I sat down on the couch, trying to concentrate, but I couldn’t put my finger on where else I’d seen them. My brain felt … dull. It wasn’t just the alcohol, though there was enough in my system that any traffic cop would qualify me as drunk. No, my body could handle that. It was that I was trying to function without Dr. Gloria.
We shared the same memories because we shared a brain, but
having
memories meant nothing if you couldn’t access them. Access depended on associations, one neuron tripping another, and her initial set of associations was different from mine. We had two different maps to the territory, and some locations weren’t on my map at all.
“Fuck,” I said. “I need Gloria.”
“Why?” Ollie asked. “What for?”
“It’s hard to explain.”
“Try me.”
I told her about associations and maps, about the chain of firings that led to this thing in the prefrontal cortex called “recognition.”

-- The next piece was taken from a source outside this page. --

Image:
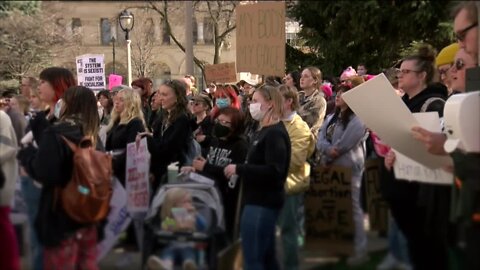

“Okay then,” Ollie said. “Why don’t you pretend to be Dr. Gloria?”
“Uh…”
“Look, I used to talk to people all the time, try to help them remember details. It was one of my jobs. Pretending can help. Just treat it like a game. Maybe it leads somewhere, maybe it doesn’t.”
All I wanted to do was go back to sleep. “Okay, what do you want me to do?”
“You’re feeling like Dr. Gloria has something to do with this memory, and you remember seeing the posters in the church. She was with you when you were there, right? So start there. What else did she see?”
“We started in the sanctuary,” I said.
“Walk around as Gloria,” Ollie said. “What does she see? Where does she go?”
I pictured myself as the doctor, walking around the edge of the sanctuary as I—as Lyda—talked to the pastor and Luke. There were dioramas and art projects, all depicting the members’ gods. None of them rang a bell. After that, I waved Lyda into the back rooms: the warehouse, the pastor’s office, the bathroom. The smell of amines was in the air. Then Lyda pulled back the rubber curtain to reveal the printer. She lifted off the lid—
“That’s a painting of the chemjet engine,” I said. I said the words, knowing I was right, but without knowing why I was right.
I looked up at the picture, trying to reconcile the shapes in that image with my memory of the internals of the chemjet. The intense colors of the painting made this difficult, because the machine was all silver and black inside. Also, the orientation was wrong.
“Flip the painting,” I said. “Can you do that?”
Ollie grabbed the edge of the current image and turned it.
“No, the other way,” I said. “Ninety degrees.”
And then the two images—one in front of me now, the other hovering before my internal eye, but both firing the same neurons—seemed to snap into place.
Ollie saw the change in my face. “What is it?” she asked.
“This isn’t just a painting,” I said. “It’s a blueprint.”
Ollie thought for a moment. “That kind of makes sense.”
“Tell me who painted them,” I said, though I could already guess the answer.
“That was my big surprise,” she said. “These were all painted by Gil Kapernicke.”
* * *
Rovil sat on the couch facing the wall and the camera. His palms lay on his knees, the two fingers of his left hand still taped together. He wore a business suit, and his face was locked into a pleasant expression. He was on hold.
Ollie and I stood in the kitchen, out of sight of the camera. Ollie had connected her pen to a receiver Rovil wore in his right ear, and she’d synched the display with the wall screen so that we could see what he was seeing. Right now, that was a commercial for the Delwood Detention Facility, a private prison in Ohio that offered excellent outsourcing options for overcrowded state and federal prisons. The minute-long commercial had already looped a dozen times.